Diagnostics and Provenance

The living-world diagnostics surface explains generated rules, source rules, query proofs, biomedical graph ingestion, relation deltas, validation staging, relation evidence, and neural hot-loop runtime state through stable Rust, CLI, and pyxlog APIs. The design goal is observability without changing the production data path. The diagnostics describe rule and relation metadata, hashes, counters, and runtime states. They do not materialize relation rows on the host unless the caller already selected a host-readable API.

Scope Map

Workload gap	Surface	Primary implementation	Public API
Induced-rule audit	Generated rule provenance	`crates/xlog-induce/src/provenance.rs`	`InducedRuleProvenance`, `InductionProvenanceRegistry`
Rule origin audit	Source/generated rule provenance	`crates/xlog-logic/src/diagnostics.rs`	`xlog explain`, `CompiledLogicProgram.rule_provenance()`, `LogicRelationSession.rule_provenance()`, `CompiledProgram.rule_provenance()`
Delta replay audit	Relation delta debug summaries	`crates/xlog-gpu/src/logic.rs`, `crates/pyxlog/src/logic.rs`	`LogicRelationSession.apply_relation_delta_debug(...)`, `delta_stats()`
Temporal/source audit	Temporal relation metadata	`crates/pyxlog/python/pyxlog/__init__.py`	`LogicRelationSession.put_temporal_relation(...)`, `temporal_provenance(...)`
Query proof audit	Direct query proof traces	`crates/xlog-logic/src/diagnostics.rs`	`xlog explain`, `proof_traces()` on deterministic and probabilistic pyxlog programs
Neural hot-loop audit	Unified `nn/4` diagnostics	`crates/pyxlog/src/program.rs`	`CompiledProgram.neural_hot_loop_diagnostics()`
Biomedical graph ingestion audit	Native streamed biomedical graph rows	`crates/xlog-gpu/src/biokg.rs`	`StreamingGraphRelationLoader`, `GraphInputFormat`
Generated-rule row audit	Accepted/rejected row decisions	`crates/xlog-cli/src/main.rs`	`xlog explain --format json` `generated_rule_diagnostics`
Relation evidence audit	Session and relation provenance APIs	`crates/pyxlog/python/pyxlog/__init__.py`	`put_relation_with_provenance(...)`, `evidence(...)`, `RelationEvidence.provenance()`
Neural lineage audit	Checkpoint/split/calibration/influence metadata	`crates/pyxlog/python/pyxlog/__init__.py`	`register_network(...checkpoint_hash=...)`, `nn4_lineage()`, `record_nn4_influence(...)`
Delta planner audit	Cache/fallback/speedup telemetry	`crates/xlog-gpu/src/logic.rs`, `crates/pyxlog/src/logic.rs`	`DeltaPlannerTelemetry`, `delta_stats()["planner_telemetry"]`
Validation staging audit	Promote-only-on-PASS evidence staging	`scripts/validation_staging.py`	`ValidationStagingRun`

Rule And Proof Diagnostics

xlog_logic::diagnostics is the shared source of truth for rule provenance and query proof traces.
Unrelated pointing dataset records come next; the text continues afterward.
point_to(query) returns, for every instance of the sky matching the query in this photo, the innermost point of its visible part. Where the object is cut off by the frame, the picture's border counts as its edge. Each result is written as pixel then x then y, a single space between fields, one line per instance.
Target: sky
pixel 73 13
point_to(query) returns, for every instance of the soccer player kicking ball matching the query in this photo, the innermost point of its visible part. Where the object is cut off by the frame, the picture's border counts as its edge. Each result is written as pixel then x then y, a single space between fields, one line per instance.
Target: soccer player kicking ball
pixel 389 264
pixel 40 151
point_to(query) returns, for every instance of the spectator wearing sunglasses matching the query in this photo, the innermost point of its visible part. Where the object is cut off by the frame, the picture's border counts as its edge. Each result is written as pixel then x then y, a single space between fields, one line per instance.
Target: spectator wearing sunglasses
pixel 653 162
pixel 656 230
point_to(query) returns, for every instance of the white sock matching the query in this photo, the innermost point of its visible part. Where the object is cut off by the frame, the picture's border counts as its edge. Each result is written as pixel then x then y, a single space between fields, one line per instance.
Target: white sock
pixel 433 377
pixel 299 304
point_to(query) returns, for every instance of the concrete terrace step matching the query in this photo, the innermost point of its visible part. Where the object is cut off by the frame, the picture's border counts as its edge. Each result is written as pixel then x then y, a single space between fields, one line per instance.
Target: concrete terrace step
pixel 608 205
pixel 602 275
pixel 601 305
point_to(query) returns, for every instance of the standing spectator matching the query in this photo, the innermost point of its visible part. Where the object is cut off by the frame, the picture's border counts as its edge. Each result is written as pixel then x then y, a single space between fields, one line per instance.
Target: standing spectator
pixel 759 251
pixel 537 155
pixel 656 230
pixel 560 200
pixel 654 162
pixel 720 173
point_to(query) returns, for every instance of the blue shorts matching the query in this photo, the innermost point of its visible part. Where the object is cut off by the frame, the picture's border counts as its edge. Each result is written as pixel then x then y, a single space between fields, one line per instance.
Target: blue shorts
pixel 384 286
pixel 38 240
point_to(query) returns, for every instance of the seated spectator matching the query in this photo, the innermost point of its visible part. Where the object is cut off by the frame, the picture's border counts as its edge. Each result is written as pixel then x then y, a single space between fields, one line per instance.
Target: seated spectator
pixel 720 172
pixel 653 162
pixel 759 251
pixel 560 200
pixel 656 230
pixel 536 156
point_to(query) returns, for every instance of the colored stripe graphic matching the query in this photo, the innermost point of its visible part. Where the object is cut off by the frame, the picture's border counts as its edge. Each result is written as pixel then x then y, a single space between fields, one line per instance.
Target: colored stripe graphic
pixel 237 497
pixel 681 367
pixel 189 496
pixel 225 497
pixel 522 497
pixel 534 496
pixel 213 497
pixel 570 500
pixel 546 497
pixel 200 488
It exports:

pub enum RuleSourceKind {
    Source,
    Generated,
    Imported,
    RuntimeInjected,
}

pub struct RuleProvenance {
    pub rule_id: String,
    pub head: String,
    pub source_kind: RuleSourceKind,
    pub source_span: Option<String>,
    pub generation_trace_hash: Option<String>,
    pub support_relation_ids: Vec<String>,
    pub counterexample_relation_ids: Vec<String>,
}

pub struct QueryProofTrace {
    pub query_id: String,
    pub query: String,
    pub answer_relation: String,
    pub rule_ids: Vec<String>,
    pub source_facts: Vec<String>,
    pub rejected_alternatives: Vec<String>,
}

The CLI uses the same records in xlog explain. Text output prints compact rule_provenance: and proof_traces: sections. JSON output emits full rule_provenance and proof_traces arrays with stable snake-case keys. For generated-rule candidates, JSON output also emits generated_rule_diagnostics. Each entry includes row_decisions with:

row_key
accepted
failed_predicates
threshold_comparisons with left/right values and pass/fail status
aggregate_inputs

This generated-rule diagnostic surface explains both accepted generated-rule rows and rejected rows whose predicates or threshold checks failed. Generated-rule diagnostics cover inline generated facts and external candidate relations. For external inputs such as an external generated program, xlog explain --format json resolves xlog_hypothesis_execution.json, reads relation_input_columns plus relation_input_path, binds those rows to the candidate input atom, and computes threshold decisions inside the CLI report rather than relying on Python-only rejection sidecars. pyxlog exposes the same records as Python dictionaries on:

CompiledLogicProgram.rule_provenance() and .proof_traces()
LogicRelationSession.rule_provenance() and .proof_traces()
CompiledProgram.rule_provenance() and .proof_traces()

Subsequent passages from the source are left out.